I agree with all the reasons you cited. But also, the knowledge that we didn't nearly play our best -- that we can blame our own mistakes as much as we can blame anything else. Our own errors gave them games 1 and 3 (and that one inning... talk about a statistical anomaly). I'd like to think the players won't be kicking themselves over those mistakes for years, but I'm a mere fan, and I can't see myself ever letting go of it, so... poor guys. BOC, too.
Fantastic team, golden opportunity, incredibly painful outcome.
I would love to see someone put together a video displaying the wild inconsistency of the strike zone. I don't agree with calling pitches barely above the ankles strikes regardless of consistency.

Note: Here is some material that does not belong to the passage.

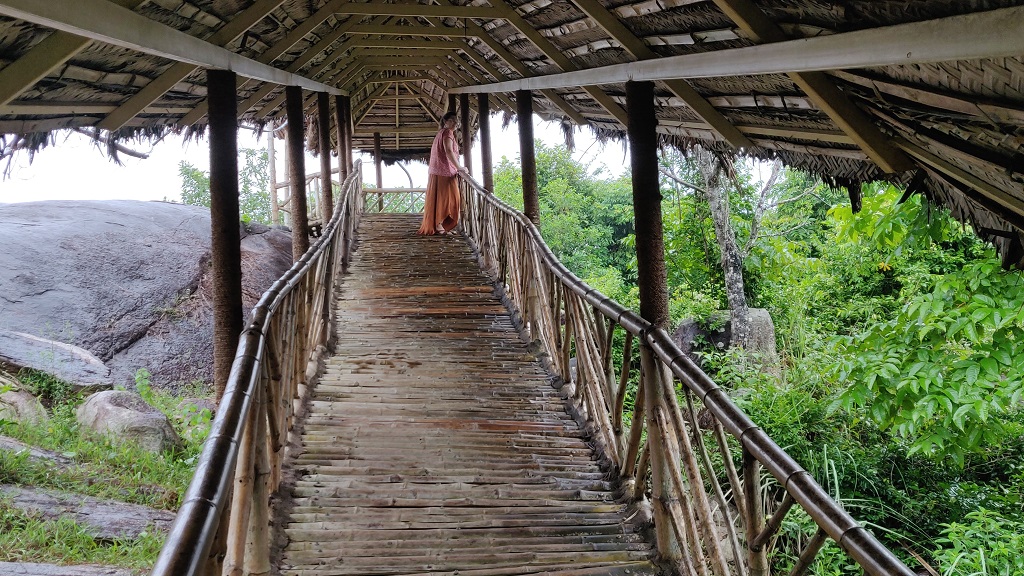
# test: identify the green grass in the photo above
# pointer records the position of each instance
(26, 537)
(100, 467)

In my opinion, giving Fulmer anything above the shoestring gave Vandy the momentum and combined with a shitty ballpark, suffocated our offense.
Another part that has been hard for me to get over is Kenny Towns getting hit in the 8th with runners on 2nd and 3rd and 1 out. He had been making good contact almost every at-bat down the stretch. I can't help but think he at least ties it up if he is thrown strikes.

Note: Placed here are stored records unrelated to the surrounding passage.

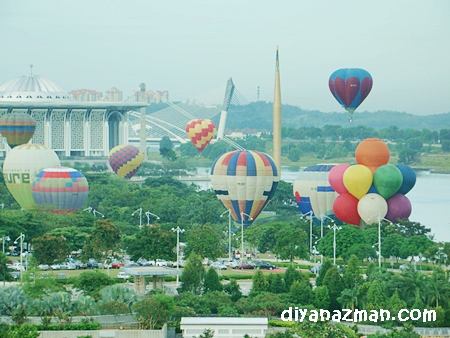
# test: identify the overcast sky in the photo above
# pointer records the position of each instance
(192, 47)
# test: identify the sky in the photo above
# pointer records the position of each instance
(192, 47)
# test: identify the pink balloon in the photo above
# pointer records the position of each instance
(399, 206)
(345, 208)
(335, 178)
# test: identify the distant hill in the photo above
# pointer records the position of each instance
(296, 117)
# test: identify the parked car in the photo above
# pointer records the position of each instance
(218, 266)
(244, 265)
(263, 265)
(117, 265)
(160, 262)
(123, 275)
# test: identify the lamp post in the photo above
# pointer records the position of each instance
(334, 227)
(379, 218)
(242, 229)
(21, 237)
(148, 213)
(310, 213)
(178, 230)
(229, 231)
(5, 238)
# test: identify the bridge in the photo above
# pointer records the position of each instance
(171, 121)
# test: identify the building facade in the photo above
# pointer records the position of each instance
(69, 127)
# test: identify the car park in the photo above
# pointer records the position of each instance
(218, 266)
(244, 265)
(123, 275)
(263, 265)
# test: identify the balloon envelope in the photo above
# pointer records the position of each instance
(357, 179)
(387, 180)
(200, 132)
(313, 192)
(60, 189)
(244, 181)
(17, 128)
(370, 207)
(350, 86)
(409, 178)
(345, 208)
(21, 166)
(336, 178)
(125, 160)
(373, 153)
(399, 206)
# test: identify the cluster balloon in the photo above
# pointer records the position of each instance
(61, 190)
(125, 160)
(21, 166)
(244, 181)
(200, 132)
(17, 128)
(313, 193)
(371, 189)
(350, 86)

Overall, it seemed like Vandy caught every break with umps, the ridiculous home run, Papi hitting balls to the deepest part of the grand canyon, and Fisher hitting one off the pitcher's spikes which deflected to the shortstop in Game 1. I can't think of one big break that went our way.
I suspect that this loss will be chewed over for a long time. The blown calls, the stranded runners, the high hopes and the bruising outcome. It plays right into the whole Virginia close-but-no-cigar sports phenomenon. Twenty national championships is nothing to sneer at, but how many more could there have been if the lacrosse shot doesn't hit the pipe, the ace pitcher doesn't get sick, etc., etc., etc.? If there was a NCAA championship for snatching defeat from the jaws of victory, the 'Hoos would be perennial contenders.
The thing that will be most remembered, of course, will be Kirby's meltdown in Game One. It's been nice to see everyone try to buck him up, reassure him that one inning does not a career make. He'll be back next year and no one wants him to obsess on it; with all the guys on this team leaving to play pro ball, they'll need him.
Unfortunately, that's not how life works. In sports on the big stage, failure is forever. Just ask Bill Buckner. Fair or not, Kirby will have to deal with the might-have-beens for the rest of his life. As will Brian O'Connor, the coach who left him in six runs too long.
I honestly do not think the best team lost. Ace pitcher meltdown, critical infield errors, failure of timely hitting ... this is why Virginia lost. Trying to blame it on anyone other than the guys in the Cavalier uniforms is delusional. Championship teams make their own luck. Our guys failed (choked?) on the big stage and we will all have to live with that for a long time.